The paper is structured as follows: Section 2 discusses briefly past research on in-work benefits, and gives an overview of the roll-out of those kind of policies in Belgium. Section 3 details the current Belgian WB scheme. Section 4 presents the labour market model that is used to simulate the reforms. Section 5 presents and discusses the effects of our different reforms on labour supply and income distribution. Results are then compared with previous research. Section 6 concludes.

2. State of research

2.1. International examples of in-work benefits

The most famous and researched examples of in-work benefits are the US Earned Income Tax Credit (EITC) and the UK Working Tax Credit (WTC). Besides those two schemes, we also give some attention to the French PPE, which shares the feature of the Belgian WB of targeting benefits to individuals having low hourly earnings. Other IWB that received significant attention from academic researchers are the German Mini-jobs reform in 2003 and the Self-Sufficiency Project experiment in Canada in the 90’s. A detailed overview of IWB policies in OECD countries and a summary of research findings are available in Immervoll and Pearson (2009).

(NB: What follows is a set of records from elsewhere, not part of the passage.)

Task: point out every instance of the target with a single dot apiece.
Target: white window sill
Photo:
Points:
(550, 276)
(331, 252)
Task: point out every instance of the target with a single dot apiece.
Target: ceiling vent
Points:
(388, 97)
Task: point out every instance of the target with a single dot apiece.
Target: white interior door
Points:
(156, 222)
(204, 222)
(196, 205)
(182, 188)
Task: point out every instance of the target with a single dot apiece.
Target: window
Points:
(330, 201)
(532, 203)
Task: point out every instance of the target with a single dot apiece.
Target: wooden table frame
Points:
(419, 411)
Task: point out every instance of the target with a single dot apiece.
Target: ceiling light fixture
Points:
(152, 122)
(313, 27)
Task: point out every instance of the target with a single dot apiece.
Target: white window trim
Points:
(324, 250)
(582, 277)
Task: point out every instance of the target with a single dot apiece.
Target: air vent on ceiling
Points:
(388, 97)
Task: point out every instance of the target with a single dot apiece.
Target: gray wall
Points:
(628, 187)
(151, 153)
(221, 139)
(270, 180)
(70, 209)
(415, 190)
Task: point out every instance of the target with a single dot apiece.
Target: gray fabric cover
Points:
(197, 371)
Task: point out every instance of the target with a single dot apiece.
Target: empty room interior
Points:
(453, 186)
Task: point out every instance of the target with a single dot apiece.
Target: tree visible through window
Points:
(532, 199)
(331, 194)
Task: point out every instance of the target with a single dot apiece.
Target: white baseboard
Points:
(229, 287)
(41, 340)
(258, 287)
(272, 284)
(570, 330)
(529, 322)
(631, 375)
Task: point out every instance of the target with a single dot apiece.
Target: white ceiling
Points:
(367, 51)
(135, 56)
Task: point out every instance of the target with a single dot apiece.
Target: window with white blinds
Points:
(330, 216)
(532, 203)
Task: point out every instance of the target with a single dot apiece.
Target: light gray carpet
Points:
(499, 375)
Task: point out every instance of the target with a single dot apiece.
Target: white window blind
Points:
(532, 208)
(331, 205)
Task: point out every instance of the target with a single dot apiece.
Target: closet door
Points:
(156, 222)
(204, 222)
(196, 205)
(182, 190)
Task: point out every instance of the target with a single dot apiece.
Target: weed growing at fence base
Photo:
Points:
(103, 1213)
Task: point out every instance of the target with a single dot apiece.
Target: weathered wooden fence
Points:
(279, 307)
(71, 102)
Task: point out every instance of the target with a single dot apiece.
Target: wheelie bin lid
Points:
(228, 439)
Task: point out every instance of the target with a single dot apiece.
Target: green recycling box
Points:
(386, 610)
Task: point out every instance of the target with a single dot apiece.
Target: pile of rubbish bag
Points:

EITC The EITC, enacted in 1975 and still lasting, is a refundable tax credit for low- to moderate-income working individuals and couples. In this scheme, the amount of the benefit depends on a recipient’s earned income and number of children. Most studies indicate that the scheme has a positive effect on the labour force participation of single mothers (Crandall-Hollick, 2016).5 Regarding the impact on married secondary earners’ decisions to start working, research still is inconclusive. Looking at the intensive margin, most of the empirical evidence indicates the EITC has had a negligible to small effect on the number of hours unmarried people worked, while it has had a negative effect on the hours worked by secondary earners. Lastly, as the EITC was not primarily focused on childless adults, their opportunity sets are less affected and little information has been published regarding potential effects on their labour supply decisions.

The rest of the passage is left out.